Mailbag: On Fluorocarbon Ukulele Strings

Question from: Concerned Ukulele Player

"I notice that you have used Martin Fluorocarbons on ukes in the past and in a couple of recent instruments you have used the D’Addarios. I am curious of your thoughts. I recently strung an instrument with them. It seems to me that the D’Addarios are perhaps a little warmer and maybe a little more balanced, but I am not sure. The Martins may have a little more shimmer, which may be just a brightness. I am never sure as after a short I am not sure of my memory of sound or feel.

Curious about what you have found?"


Reply from: Jake

"I stopped using the Martins when they got inconsistent (intonation, same thickness throughout) about a year and a half ago. The D'Addarios are VERY consistent and, yep, sound great. I've been using them for everything [ukulele] as standard strings since.

The low G tenor uke set from D'Ad with the unwound G is also fantastic -- short-scale bari ukes can use it to tune to a step above DGBE (like capo on 2) and long scale ones can tune DGBE and still sound great... all plain, too.
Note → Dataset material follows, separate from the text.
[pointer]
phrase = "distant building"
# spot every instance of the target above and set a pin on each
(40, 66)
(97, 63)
On soprano you can get "low A" with them -- ADF#B -- which is neat, too, and on longer-scale sopranos ~14" you can get the low G out of it.

I also like Worths but I only really [use] them for my own instruments or specific use due to cost and fuss of having to remember that they're 2-sets-in-1 because of the length. :) Their clears are a little more sparkly than the D'Ads and their browns are more mellow and fundamental-sounding."